- The Washington Times - Thursday, September 8, 2011

A panel of three federal judges on Thursday dismissed two challenges to President Obama’s landmark health care law — including one spearheaded by Virginia Attorney General Kenneth Cuccinelli — on procedural grounds, becoming the third appeals court to rule on a case likely headed to the highest court in the land.

In contrast to the other recent court rulings, the judges in the U.S. Court of Appeals for the 4th Circuit in Richmond didn’t rule on the merits of the law. Instead, they took issue with the standing of Mr. Cuccinelli and Lynchburg, Va.-based Liberty University to challenge the law. Some 28 states have filed legal action to block the law, citing in particular the law’s requirement that individuals must buy health insurance or pay a penalty.

“Because we hold that Virginia lacks standing, we cannot reach the question of whether the Constitution authorizes Congress to enact the individual mandate,” wrote Judge Diana Gribbon Motz. The three judges on the panel were all appointed by Democrats, including two by Mr. Obama.

Because the mandate applies only to individuals — and not to the state as a whole — the court concluded that it cannot be challenged by the state. “A state has no interest in the rights of its individual citizens sufficient to justify such an invasion of federal sovereignty,” Judge Motz wrote.

The judges made a slightly different procedural argument against Liberty University’s lawsuit, ruling that the university’s lawsuit came too soon. Invoking a law known as the Anti-Injunction Act that bars lawsuits seeking to block collection of a tax, the court said the mandate was effectively a tax and thus can’t be challenged prior to its effective date of January 2014.

Until then, it’s up to Congress to weigh whether the mandate will be burdensome on taxpayers as Mr. Cuccinelli and Liberty University allege, Judge Motz wrote.

“We recognize ‘that Congress has imposed’ a potentially ‘harsh regime’ on some taxpayers,” she wrote. “However … the question of whether these concerns ‘merit consideration’ is a matter for Congress to weigh.”

Judge Andre Davis was the only one to write a dissent, and just for the Liberty University lawsuit. He wrote that the university does have standing to sue — and that the court should have ruled in favor of the constitutionality of the individual mandate.

Mr. Cuccinelli said he was disappointed that the courts didn’t rule on the merits of his challenge. He called the judges “dismissive” of a bill the Virginia General Assembly enacted last year opposing the individual mandate.
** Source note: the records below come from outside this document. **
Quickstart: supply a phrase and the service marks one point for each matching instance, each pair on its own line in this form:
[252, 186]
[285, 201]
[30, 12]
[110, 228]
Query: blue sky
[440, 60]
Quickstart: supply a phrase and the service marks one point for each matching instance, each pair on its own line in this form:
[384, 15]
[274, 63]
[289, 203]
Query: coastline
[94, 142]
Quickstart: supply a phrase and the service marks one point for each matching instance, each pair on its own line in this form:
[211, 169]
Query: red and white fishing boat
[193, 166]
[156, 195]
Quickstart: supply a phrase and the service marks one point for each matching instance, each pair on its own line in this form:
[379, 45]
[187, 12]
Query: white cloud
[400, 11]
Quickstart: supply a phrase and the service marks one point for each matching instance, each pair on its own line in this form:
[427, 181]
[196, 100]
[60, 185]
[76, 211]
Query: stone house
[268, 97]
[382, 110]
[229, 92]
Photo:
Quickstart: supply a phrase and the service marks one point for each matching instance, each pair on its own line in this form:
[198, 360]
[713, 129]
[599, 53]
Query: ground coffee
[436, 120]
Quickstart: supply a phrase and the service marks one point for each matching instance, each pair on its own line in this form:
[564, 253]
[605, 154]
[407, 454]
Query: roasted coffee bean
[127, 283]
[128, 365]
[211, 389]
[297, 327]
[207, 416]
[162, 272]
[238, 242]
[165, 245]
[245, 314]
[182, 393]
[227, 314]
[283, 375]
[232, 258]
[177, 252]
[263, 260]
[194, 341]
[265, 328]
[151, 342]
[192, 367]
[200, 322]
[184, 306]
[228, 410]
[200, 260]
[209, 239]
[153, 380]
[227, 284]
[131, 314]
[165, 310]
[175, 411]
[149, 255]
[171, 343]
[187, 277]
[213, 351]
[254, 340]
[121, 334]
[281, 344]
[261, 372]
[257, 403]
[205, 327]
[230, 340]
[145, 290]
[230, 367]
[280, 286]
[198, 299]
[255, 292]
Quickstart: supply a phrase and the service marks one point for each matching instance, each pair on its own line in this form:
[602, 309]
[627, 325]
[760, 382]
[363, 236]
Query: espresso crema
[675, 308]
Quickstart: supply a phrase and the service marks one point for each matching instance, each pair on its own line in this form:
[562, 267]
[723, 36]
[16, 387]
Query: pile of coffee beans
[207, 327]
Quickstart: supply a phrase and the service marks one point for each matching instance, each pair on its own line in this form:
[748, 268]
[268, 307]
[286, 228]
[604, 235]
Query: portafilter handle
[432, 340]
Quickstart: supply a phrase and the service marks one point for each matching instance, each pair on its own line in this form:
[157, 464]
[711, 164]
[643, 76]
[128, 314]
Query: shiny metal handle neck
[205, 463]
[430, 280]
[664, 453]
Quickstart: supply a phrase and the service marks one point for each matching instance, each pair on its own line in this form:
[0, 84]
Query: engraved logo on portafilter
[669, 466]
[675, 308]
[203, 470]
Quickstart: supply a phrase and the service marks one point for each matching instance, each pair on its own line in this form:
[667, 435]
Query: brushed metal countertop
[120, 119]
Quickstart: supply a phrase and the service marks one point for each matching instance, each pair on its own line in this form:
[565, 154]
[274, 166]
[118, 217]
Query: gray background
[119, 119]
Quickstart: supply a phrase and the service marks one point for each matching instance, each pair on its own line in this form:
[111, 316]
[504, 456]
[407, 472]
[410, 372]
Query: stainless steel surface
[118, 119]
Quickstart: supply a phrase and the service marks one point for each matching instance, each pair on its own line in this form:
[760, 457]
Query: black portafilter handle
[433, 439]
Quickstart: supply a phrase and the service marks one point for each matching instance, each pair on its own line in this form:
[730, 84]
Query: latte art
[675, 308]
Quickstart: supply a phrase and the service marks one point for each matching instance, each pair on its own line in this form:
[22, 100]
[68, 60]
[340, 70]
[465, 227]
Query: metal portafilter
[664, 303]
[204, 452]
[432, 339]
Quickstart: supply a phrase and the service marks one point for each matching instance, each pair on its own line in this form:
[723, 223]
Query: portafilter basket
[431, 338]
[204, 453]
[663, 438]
“In rejecting Virginia’s right to bring the action, the court said that allowing such suits would allow the states to serve as ‘roving constitutional watchdogs,’ ” he said. “This was exactly a role that the Founding Fathers planned for the states to have.”

The White House lauded the decisions, which gave it a boost in the ongoing battle over the legal fate of Mr. Obama’s signature domestic achievement. “This decision is another victory for the Affordable Care Act and the tens of millions of Americans already benefiting from this landmark law,” said spokeswoman Stephanie Cutter.

The Obama administration was appealing a ruling issued by District Court Judge Henry E. Hudson in December. Judge Hudson became the first judge to rule against the Affordable Care Act, upholding Mr. Cuccinelli’s contention that the individual mandate is an overreach of the power given to Congress to regulate interstate commerce.

“An individual’s personal decision to purchase — or decline to purchase — health insurance from a private provider is beyond the historical reach of the Commerce Clause,” Judge Hudson wrote at the time.

Stephen Presser, a professor at the Northwestern School of Law, called Thursday’s rulings a “not particularly important sideshow” that just points toward where the case will ultimately be decided — at the Supreme Court.

“It’s an appropriate case to move to the Supreme Court when it’s a tremendously important constitutional issue or when there’s significant disagreement between the district and appeals courts,” he said. “This meets both criteria.”